Le texte et les photos qui suivent sont issus d’un travail réalisé en 2012 avec le soutien de la Fondation ArgenINTA et publié à l'origine par l’Agence Tierra Viva - https://agenciatierraviva.com.ar/project/transhumantes-claudio-casparrino/

La transhumance en Argentine : une pratique ancestrale, productive et de résistance

Pendant des millénaires, l'humanité a expérimenté d'innombrables formes d'organisation sociale liées à des temporalités et des spatialités diverses. Le temps et l'espace sont ainsi historiquement deux dimensions fondamentales de l’expérience vitale et de la relation avec l'environnement.

La transhumance est peut-être l'une des formes les plus singulières de ce long parcours humain. Le vaste déploiement géographique qu'implique le passage entre les zones basses d'hivernage et les zones hautes d'estivage pour l'élevage du bétail rappelle d'anciennes épopées à travers des espaces ouverts qui n'avaient pas encore succombé à l'implacable cadastre administratif de la propriété privée de la terre.
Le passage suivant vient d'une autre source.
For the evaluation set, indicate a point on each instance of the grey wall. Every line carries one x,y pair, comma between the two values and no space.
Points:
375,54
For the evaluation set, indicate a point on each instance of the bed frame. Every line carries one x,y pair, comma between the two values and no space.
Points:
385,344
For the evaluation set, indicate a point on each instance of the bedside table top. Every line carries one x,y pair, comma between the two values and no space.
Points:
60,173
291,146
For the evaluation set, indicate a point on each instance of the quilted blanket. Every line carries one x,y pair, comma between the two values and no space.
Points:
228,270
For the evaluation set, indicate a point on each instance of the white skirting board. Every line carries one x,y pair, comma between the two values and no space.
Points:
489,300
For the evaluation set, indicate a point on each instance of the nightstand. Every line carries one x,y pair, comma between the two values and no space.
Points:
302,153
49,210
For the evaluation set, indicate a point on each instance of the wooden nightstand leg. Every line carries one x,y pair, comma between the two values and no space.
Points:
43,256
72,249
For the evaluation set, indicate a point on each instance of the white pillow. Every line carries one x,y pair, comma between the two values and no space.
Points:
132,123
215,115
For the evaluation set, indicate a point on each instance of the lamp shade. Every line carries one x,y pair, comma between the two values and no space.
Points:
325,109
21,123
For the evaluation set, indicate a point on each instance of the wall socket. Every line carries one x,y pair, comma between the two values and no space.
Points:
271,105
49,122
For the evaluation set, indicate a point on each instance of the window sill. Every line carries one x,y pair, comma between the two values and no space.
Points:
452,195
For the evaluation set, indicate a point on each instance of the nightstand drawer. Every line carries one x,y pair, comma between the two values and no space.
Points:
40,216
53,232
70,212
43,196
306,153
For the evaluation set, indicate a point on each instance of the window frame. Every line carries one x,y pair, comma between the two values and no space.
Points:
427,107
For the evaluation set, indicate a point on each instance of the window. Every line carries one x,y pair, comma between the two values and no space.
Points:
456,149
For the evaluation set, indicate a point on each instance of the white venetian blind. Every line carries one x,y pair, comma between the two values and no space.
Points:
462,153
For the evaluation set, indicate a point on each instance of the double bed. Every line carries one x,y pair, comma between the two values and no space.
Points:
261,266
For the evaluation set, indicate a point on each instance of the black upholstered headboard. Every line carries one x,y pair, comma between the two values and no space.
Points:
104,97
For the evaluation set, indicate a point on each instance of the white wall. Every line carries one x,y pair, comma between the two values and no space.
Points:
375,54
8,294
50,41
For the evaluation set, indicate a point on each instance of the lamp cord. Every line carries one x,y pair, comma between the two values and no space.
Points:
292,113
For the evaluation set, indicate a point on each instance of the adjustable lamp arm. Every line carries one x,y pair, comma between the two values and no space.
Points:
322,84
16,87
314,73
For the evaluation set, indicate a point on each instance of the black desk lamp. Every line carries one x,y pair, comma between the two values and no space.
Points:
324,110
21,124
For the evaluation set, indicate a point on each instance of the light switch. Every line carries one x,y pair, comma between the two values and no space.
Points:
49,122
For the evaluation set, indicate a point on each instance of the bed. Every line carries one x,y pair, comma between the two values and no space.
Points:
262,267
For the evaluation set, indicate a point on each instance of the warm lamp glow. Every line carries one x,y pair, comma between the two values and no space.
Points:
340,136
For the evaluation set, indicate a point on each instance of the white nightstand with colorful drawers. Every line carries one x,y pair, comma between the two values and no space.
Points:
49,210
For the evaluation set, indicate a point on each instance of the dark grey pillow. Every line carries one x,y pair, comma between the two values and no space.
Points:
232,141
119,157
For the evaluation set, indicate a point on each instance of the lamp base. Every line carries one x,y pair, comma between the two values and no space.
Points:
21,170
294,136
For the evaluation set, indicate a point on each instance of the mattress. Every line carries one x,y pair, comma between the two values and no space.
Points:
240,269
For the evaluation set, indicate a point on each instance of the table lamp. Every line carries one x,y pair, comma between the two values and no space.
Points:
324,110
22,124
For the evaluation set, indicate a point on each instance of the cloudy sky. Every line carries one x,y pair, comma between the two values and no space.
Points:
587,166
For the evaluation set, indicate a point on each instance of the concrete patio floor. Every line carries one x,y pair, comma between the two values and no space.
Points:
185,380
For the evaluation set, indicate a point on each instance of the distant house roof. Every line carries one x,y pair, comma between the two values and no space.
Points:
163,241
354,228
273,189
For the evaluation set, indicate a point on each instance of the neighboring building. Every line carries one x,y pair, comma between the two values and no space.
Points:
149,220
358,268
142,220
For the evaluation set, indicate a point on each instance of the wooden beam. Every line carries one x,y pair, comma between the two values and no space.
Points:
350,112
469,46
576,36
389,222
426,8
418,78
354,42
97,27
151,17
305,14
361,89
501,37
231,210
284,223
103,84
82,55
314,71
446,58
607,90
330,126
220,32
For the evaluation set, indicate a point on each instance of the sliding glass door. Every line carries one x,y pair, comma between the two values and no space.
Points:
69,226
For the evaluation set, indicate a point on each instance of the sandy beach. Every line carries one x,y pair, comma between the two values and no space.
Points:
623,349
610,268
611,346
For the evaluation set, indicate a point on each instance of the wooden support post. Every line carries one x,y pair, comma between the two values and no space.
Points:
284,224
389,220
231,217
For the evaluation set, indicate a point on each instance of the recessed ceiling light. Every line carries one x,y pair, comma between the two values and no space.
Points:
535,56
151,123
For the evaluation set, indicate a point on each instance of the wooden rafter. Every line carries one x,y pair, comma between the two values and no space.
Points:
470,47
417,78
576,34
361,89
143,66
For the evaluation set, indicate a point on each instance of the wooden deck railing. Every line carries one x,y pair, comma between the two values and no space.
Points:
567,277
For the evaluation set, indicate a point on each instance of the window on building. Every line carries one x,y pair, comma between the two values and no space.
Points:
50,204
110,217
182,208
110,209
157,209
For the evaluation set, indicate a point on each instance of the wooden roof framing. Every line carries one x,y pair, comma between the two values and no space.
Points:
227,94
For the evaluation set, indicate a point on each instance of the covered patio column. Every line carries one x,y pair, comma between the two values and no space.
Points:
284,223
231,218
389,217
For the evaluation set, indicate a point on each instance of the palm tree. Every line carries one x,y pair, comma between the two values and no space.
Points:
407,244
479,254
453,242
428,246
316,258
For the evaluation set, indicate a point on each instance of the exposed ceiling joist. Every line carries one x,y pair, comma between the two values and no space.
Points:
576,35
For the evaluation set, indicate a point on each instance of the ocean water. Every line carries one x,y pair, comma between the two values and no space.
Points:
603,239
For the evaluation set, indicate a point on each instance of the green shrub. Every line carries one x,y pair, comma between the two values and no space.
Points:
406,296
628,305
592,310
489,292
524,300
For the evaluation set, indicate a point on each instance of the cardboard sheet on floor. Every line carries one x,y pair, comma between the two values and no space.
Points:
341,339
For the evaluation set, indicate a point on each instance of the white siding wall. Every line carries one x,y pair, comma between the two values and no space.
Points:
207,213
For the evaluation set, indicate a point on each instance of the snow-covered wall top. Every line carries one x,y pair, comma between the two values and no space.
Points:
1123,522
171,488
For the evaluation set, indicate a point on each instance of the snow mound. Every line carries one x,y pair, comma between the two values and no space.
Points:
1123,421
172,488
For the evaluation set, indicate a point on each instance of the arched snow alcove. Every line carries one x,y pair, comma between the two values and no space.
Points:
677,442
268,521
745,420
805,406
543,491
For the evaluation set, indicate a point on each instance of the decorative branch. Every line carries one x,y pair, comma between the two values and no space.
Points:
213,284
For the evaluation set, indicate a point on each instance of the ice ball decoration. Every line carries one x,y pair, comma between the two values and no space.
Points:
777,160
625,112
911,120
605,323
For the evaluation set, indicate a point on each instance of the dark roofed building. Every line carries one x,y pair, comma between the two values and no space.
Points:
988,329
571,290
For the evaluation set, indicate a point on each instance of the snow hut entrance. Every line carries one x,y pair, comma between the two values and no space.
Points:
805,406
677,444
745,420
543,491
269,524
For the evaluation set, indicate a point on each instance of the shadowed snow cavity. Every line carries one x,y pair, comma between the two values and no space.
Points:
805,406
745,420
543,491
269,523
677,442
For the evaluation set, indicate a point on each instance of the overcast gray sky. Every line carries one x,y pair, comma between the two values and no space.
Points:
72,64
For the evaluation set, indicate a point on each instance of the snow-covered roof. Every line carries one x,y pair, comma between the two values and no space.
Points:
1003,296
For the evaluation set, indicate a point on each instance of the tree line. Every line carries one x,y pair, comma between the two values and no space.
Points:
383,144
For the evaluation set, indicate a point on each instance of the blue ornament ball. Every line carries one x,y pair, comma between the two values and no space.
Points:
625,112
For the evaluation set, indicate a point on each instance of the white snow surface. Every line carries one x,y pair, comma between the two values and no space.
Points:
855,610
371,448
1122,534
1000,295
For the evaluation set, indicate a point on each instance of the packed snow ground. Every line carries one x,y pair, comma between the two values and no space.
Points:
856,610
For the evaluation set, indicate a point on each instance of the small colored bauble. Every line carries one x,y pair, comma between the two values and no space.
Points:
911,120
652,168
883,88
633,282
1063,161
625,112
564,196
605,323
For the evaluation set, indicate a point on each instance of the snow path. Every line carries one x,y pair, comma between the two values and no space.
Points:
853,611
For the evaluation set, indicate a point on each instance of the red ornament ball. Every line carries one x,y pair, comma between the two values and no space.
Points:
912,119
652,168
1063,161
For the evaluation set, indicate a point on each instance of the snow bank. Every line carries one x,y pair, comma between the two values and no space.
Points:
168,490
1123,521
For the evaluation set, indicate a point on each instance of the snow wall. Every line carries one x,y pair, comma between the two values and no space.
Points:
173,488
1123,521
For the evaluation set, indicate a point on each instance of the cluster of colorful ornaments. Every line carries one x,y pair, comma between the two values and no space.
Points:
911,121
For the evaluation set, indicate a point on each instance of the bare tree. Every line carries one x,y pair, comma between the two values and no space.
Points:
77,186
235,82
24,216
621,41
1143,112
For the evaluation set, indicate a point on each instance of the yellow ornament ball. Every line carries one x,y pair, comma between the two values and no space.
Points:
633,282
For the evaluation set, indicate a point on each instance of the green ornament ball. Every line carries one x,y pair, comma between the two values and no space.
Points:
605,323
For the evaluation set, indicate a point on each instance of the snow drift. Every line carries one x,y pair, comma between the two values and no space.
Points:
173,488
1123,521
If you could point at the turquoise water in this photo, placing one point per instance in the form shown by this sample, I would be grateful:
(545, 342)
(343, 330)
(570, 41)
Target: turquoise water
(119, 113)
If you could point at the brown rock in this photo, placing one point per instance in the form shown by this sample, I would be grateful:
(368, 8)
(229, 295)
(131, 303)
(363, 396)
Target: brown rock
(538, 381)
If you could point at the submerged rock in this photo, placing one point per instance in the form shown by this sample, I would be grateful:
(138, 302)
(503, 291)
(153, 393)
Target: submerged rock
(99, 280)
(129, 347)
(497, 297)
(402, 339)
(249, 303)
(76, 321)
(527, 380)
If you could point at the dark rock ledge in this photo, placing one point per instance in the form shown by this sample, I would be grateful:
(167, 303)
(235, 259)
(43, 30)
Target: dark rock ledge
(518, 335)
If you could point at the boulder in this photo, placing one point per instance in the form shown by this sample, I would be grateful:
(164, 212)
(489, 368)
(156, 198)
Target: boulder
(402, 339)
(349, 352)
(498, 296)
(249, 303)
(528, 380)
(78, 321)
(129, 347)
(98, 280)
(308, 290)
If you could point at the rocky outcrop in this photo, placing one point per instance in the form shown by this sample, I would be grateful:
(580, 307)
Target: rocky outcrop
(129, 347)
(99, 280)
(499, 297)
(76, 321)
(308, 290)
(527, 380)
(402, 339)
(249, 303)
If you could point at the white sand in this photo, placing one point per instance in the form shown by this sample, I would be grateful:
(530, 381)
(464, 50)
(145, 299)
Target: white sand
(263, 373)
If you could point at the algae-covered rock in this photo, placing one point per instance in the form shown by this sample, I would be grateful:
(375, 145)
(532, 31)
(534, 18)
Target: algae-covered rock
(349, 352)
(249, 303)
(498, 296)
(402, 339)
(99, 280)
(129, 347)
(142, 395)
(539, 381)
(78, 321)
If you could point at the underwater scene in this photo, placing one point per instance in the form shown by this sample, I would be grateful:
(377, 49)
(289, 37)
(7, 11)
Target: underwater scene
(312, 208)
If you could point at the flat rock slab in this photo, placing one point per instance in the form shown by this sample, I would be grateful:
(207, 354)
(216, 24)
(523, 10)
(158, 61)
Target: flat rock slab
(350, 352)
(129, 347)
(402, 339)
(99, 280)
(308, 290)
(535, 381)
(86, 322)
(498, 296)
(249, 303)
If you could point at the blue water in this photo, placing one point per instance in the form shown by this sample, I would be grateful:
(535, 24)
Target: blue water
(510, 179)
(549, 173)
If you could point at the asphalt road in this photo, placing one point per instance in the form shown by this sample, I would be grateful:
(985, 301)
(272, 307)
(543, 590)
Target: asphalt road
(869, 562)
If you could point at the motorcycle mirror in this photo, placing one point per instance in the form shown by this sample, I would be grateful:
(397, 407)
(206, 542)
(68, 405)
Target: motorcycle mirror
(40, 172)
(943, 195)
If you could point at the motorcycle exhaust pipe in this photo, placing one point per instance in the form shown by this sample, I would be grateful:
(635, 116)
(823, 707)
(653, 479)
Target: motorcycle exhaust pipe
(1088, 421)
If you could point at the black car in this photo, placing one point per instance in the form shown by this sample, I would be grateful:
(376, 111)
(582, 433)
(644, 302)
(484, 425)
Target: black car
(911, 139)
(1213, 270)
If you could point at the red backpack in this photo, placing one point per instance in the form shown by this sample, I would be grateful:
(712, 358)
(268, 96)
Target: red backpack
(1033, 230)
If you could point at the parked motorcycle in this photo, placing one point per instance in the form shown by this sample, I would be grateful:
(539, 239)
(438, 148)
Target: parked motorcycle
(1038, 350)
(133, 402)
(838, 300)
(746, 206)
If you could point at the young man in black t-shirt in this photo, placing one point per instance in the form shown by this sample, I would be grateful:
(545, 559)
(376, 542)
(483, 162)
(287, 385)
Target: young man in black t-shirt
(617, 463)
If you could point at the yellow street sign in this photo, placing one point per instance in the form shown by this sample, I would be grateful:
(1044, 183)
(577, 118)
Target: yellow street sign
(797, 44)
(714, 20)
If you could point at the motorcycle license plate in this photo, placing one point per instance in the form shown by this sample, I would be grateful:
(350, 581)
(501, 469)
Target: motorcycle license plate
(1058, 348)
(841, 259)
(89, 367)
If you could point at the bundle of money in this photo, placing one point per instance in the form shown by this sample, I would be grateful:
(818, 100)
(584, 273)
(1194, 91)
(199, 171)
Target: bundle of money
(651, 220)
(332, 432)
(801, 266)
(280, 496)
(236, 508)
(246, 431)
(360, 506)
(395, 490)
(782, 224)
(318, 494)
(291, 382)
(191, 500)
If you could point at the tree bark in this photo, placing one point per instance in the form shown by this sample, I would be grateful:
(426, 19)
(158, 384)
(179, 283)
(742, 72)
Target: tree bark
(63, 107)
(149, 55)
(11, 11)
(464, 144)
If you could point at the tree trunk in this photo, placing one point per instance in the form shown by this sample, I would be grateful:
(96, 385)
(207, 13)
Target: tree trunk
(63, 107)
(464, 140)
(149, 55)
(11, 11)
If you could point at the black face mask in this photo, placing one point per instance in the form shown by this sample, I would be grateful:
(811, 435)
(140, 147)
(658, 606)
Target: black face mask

Le rythme des saisons qui permet le pâturage dans les montagnes et le lent transit à travers des zones escarpées ou brumeuses s'éloigne définitivement du chronomètre qui mesure la productivité du travail en dixièmes de seconde.

Illustration 2
Habitante des hautes montagnes. Salta, Argentine, 2012. © Claudio Casparrino

Le territoire argentin compte diverses expériences de transhumance, en particulier celles développées, d’une part, dans la pré-cordillère patagonique des provinces de Neuquén, Río Negro et Chubut, et, d’autre part, dans les vallées interandines de la province de Salta. Y prédominent respectivement les communautés mapuche et kolla, qui considèrent cette activité non seulement comme un moyen de subsistance économique, mais aussi comme une dimension identitaire. Par ailleurs, le combat contre les limites au développement de cette activité – invariablement liées à la propriété de la terre et à la pression des latifundios – constitue à part entière l’une de leurs revendications en tant que peuples autochtones.

Illustration 3
Descente de transhumance vers les zones forestières. Salta, Argentine, 2012. © Claudio Casparrino

L'un des cas les plus significatifs est celui de la communauté kolla de l’ancien domaine San Andrés, située dans le département d'Orán de la province de Salta (Nord-Ouest de l’Argentine, frontalière du Chili et de la Bolivie). Avec 120 000 hectares et une population estimée (en 2008) à 1 600 personnes, il s'étend des Sierras del Zenta (4 600 mètres d'altitude), situées à la frontière avec la province de Jujuy, jusqu'à la zone forestière des "yungas" (400 mètres d'altitude). Le domaine sert ainsi tant à l'estivage qu’à l'hivernage, et inclut des points de transition intermédiaires.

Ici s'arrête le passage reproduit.